Kiki Suárez is a prominent German artist and psychotherapist, who came to Chiapas just over forty-three years ago. Today she is an icon of the creative community.
San Cristóbal de Las Casas, Chiapas.- Kiki Suárez is a prominent German artist and psychotherapist who calls herself a love anarchist. Restless and fearful, as a child, she faced the challenge of understanding who she was and where she came from.
“Sometimes the pressure from the world was so great that I couldn’t go out of my room to the street for a week. And since she was good at school, there weren’t many repercussions. I chose to study psychology, I also studied literature and education, because I didn’t know if I wanted to be a teacher or a psychologist. When I graduated as a psychologist I said “I want to go very far from my own culture, I want to go to another culture completely so as to look at mine from another distance.”
Her passion for travel and interest in seeing her world from another perspective made her main objective was to move to the Middle East, however, a friend convinced her to take a tour of Mexico before immersing herself in India. They arrived in Los Angeles, California in the United States and from there they began a road trip through several cities of the Mexican territory until they reached San Cristóbal de Las Casas in the seventies.
“Arriving in San Cristóbal I met my husband; he had a nightclub, the only good nightclub he had found in all of Mexico. And there I fell in love and stayed for three days in San Cristóbal and I have been here for forty-three years. “
Kiki says that her little knowledge of the Spanish language and the cultural shock that she experienced then, was enough for her to experience depression. In her need to carry out an activity, she found in her home studio some paint cans and brushes that were her accomplices when creating her first painting.

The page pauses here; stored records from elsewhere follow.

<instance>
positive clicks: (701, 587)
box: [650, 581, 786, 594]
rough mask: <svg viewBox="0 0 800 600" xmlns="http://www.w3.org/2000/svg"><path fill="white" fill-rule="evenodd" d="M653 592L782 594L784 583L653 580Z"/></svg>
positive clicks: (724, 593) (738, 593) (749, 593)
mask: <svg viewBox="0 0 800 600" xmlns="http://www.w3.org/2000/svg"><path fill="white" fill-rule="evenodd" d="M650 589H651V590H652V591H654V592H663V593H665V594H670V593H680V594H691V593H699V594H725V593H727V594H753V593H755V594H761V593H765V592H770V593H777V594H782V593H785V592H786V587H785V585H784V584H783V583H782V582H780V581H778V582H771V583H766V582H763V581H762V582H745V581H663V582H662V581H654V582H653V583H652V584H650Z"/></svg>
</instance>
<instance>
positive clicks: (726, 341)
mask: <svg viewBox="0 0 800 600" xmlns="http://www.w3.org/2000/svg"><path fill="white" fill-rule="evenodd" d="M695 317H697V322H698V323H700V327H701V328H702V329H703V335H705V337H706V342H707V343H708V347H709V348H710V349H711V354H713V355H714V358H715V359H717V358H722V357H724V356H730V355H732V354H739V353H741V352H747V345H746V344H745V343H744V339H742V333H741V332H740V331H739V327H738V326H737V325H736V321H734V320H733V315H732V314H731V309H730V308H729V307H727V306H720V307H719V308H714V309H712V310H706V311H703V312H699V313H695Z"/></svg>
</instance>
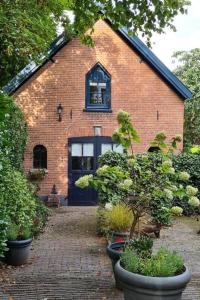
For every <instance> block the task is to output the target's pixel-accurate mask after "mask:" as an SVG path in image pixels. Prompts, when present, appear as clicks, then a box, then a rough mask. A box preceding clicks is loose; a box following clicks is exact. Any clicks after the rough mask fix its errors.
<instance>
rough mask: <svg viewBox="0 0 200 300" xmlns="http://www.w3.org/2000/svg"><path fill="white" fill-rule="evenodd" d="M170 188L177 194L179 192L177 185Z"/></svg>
mask: <svg viewBox="0 0 200 300" xmlns="http://www.w3.org/2000/svg"><path fill="white" fill-rule="evenodd" d="M170 188H171V191H173V192H177V191H178V188H177V186H176V185H172V186H171V187H170Z"/></svg>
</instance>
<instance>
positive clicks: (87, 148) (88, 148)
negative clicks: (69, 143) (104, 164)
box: [83, 143, 94, 156]
mask: <svg viewBox="0 0 200 300" xmlns="http://www.w3.org/2000/svg"><path fill="white" fill-rule="evenodd" d="M83 156H94V144H92V143H91V144H89V143H85V144H83Z"/></svg>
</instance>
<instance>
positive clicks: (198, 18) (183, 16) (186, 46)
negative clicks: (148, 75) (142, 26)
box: [152, 0, 200, 70]
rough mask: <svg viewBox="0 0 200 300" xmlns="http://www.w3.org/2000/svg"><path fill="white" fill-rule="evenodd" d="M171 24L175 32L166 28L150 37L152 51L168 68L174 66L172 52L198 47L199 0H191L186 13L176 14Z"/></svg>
mask: <svg viewBox="0 0 200 300" xmlns="http://www.w3.org/2000/svg"><path fill="white" fill-rule="evenodd" d="M173 24H174V25H175V27H176V29H177V31H176V32H173V31H172V30H170V29H166V30H165V31H166V34H161V35H160V34H154V35H153V38H152V51H153V52H154V53H155V54H156V55H157V56H158V57H159V58H160V60H161V61H162V62H163V63H164V64H165V65H166V66H167V67H168V68H169V69H170V70H173V69H174V68H175V65H174V64H173V63H172V58H171V56H172V54H173V52H175V51H179V50H186V51H188V50H191V49H193V48H200V0H191V6H189V7H188V14H187V15H178V16H176V17H175V18H174V23H173Z"/></svg>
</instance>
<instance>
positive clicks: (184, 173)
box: [179, 171, 190, 181]
mask: <svg viewBox="0 0 200 300" xmlns="http://www.w3.org/2000/svg"><path fill="white" fill-rule="evenodd" d="M189 178H190V174H189V173H188V172H185V171H183V172H180V173H179V179H180V180H183V181H188V179H189Z"/></svg>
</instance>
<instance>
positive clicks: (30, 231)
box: [5, 223, 32, 266]
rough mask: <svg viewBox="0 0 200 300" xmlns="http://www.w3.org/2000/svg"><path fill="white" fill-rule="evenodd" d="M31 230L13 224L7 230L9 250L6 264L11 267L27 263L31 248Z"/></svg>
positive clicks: (7, 244) (7, 240)
mask: <svg viewBox="0 0 200 300" xmlns="http://www.w3.org/2000/svg"><path fill="white" fill-rule="evenodd" d="M31 242H32V238H31V229H30V227H29V226H23V227H20V226H18V225H16V224H15V223H11V224H10V226H9V227H8V230H7V242H6V244H7V248H8V251H6V253H5V262H6V263H7V264H9V265H13V266H20V265H23V264H25V263H26V262H27V260H28V257H29V252H30V247H31Z"/></svg>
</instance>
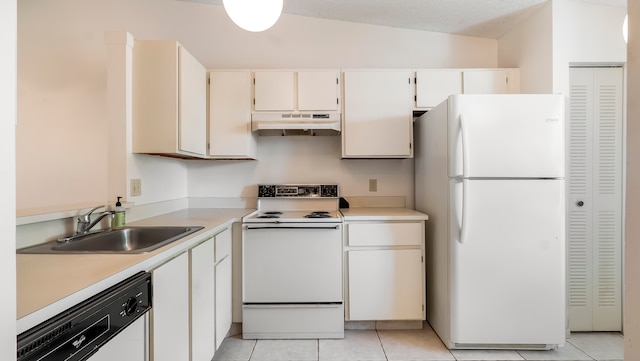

“In the hours that I painted this picture, my sadness left me and I realized that when you paint it is the same as when you write or do other types of art, you are like a goddess because I can invent what I want… I was successful, I met some gringos who began to sell my art for many years in the United States, and suddenly I was already a painter and I had never, ever thought about it. “
Her success as an artist-led her to create one of the first art galleries in the state of Chiapas, being today an icon among the creative community, mainly in San Cristóbal de Las Casas. Her main inspiration is human relationships.
“What fascinates me the most are human stories, the human encounter. And when I see my paintings, until today I have already painted about 2,500 some boys and some older ones, this is what I also paint, the human encounter, small life situations, friendship … We exposed hundreds of international artists and obviously my own art, and the Kikimundo gallery has already become because almost everything I sell there are my printed designs. “
As a psychotherapist, she has also created a support network for those who have had extraordinary life experiences, which are attended by Kiki weekly for free, where many people go, mostly women.
“I started offering self-help groups on the topic of sharing the experience of cancer, disability, sexual abuse and grief and those affected by suicide, once a month each group. And weekly philosophy and reading groups, apart from which I give individual therapies. “
Finally, she said that it is important for her that through art and therapy it is important to remind people that: “life is not only dark, there are also things to be thankful for every day and when we are grateful we become a little bit happier.”